When I was eight, my dad suffered a psychotic episode due to a severe brain trauma. The man who came home that day was not the one who had left. Some days, he was irritable and angry; other times, childlike and overly excited. His lows settled into the walls of our house, while his highs made conversation feel like a high stakes game of poker that you’d always lose. During those years, our family felt like a rope taut with tension threatening to snap.  One night, he asked me to read The Strange Case of Dr. Jekyll and Mr. Hydeperhaps his way of making sense of what was happening to him, or maybe, of helping me understand. But despite everything, to me, he remained my dad. 

Courtesy Jamies Styles

Eleven years passed, and I grew up. He began to recover, and I had to learn who he was again. For years, I barely read. Nothing in books seemed as important, as unpredictable, or as abrasive as life in those days had felt. But as his health improved, I returned to reading, and realised how wrong I’d been. I read Frankenstein, Jane Eyre, The Metamorphosis, The Third Man, The Catcher In The Rye and The Old Man and The Sea. Books that turned out to be cherished by my dad, too. He loved Cold War spy thrillers by John le Carré, and writers such as J.B. Priestley, P.G. Wodehouse and Jerome K. Jerome.
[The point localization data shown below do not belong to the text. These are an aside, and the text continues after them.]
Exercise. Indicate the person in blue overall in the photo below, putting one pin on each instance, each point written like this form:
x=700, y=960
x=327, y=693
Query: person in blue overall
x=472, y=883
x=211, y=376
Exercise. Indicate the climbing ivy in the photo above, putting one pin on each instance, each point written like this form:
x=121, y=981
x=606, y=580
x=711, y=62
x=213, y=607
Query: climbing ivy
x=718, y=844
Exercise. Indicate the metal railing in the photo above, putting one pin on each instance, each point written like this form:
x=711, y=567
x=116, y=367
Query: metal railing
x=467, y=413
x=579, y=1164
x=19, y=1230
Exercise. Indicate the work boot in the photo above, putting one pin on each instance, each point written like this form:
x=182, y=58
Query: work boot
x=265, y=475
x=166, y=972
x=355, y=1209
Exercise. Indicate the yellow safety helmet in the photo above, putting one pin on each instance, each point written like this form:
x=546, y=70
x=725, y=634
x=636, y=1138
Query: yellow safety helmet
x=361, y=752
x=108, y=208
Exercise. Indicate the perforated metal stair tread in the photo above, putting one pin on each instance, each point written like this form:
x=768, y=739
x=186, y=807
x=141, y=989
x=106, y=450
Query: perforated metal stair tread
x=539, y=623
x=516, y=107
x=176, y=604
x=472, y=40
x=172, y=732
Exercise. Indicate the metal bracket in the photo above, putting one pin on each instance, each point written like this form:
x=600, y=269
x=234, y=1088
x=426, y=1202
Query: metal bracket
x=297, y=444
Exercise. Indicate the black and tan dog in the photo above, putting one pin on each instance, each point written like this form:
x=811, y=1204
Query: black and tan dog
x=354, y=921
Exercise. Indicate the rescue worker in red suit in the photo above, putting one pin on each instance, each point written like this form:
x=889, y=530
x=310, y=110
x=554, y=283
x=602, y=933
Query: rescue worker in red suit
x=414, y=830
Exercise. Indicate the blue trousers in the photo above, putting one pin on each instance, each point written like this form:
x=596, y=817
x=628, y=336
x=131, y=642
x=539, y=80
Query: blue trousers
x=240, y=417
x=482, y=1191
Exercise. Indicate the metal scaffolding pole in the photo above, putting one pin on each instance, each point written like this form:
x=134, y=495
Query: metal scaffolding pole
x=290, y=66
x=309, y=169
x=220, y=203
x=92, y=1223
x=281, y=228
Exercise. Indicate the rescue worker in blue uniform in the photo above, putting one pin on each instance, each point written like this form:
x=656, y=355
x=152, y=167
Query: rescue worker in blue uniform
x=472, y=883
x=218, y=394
Through him, and his endless list of book suggestions, I found his sense of humour in Dead Souls, his career choice in The Time Machine, and his political conscience in The Road To Wigan Pier. We whittled away time, in my parents’ sunlit front room, debating what we liked and disliked in the much-beloved paperbacks.

Through this, he became my dad again. The man who had spent late-night drives as a teenager in my grandad’s fish and chip van, the fryer still running as they drove around London. He’d answered a newspaper ad for a social group and met my mother. He’d fixed pinball machines for extra cash, scraped his way up from IT technician to lecturer and travelled the world, having countless adventures. In those years, we bridged a gap that had felt miles apart for most of my life. And, slowly, a man I thought I had forgotten came back to us. 

Courtesy Jamies Styles

My dad lived for another five years, but was diagnosed with terminal cancer in 2023 – an unknown side effect of the medication he had taken for his illness. The following months felt unbearably cruel. We had finally got him back, only for him to slip through our fingers again. Months of trial and torment followed, our broken and stretched healthcare system failed him, again and again. Yet, he still woke up wanting to live; he smiled through the worst of it, refusing to let any of it ruin what we had.

During that time, I hid my pain in the pages of books, translating my feelings through the stories I lent him. Hard Rain Falling, Stoner, A Month in the Countryeach one a fragment of who I was; an attempt to show him the architecture of my inner self. The wonder he had gifted me as a child, the fruit of my liberal upbringing and the complexity of a simple life. He would tell me they were good – high praise for a man who tended to use a tonal variation of “alright”.

When he passed a year later, I had managed to capture him in those pages. I couldn’t bring myself to read for months. But I knew he was still there, waiting for me in the words we had shared. I could see him in the rolling dales of A Month in the Country or the dull wit of George Smiley. In the quiet everyday prose of Raymond Carver’s short stories and the social criticism of an Orwell novel. 

Courtesy Jamie Styles

In these books, I could be kayaking on a rural lake on a quiet evening, or struggling to keep up along a narrowing footpath on a walk he would say would only take an hour. I could visit him in a sentence, a dog-eared paperback or an old receipt tucked in as a bookmark; a feeling or place we had both inhabited, a presence without being present, all at a turn of a page. Books let me keep our little chats going. In their pages, for just a moment, I get my dad back.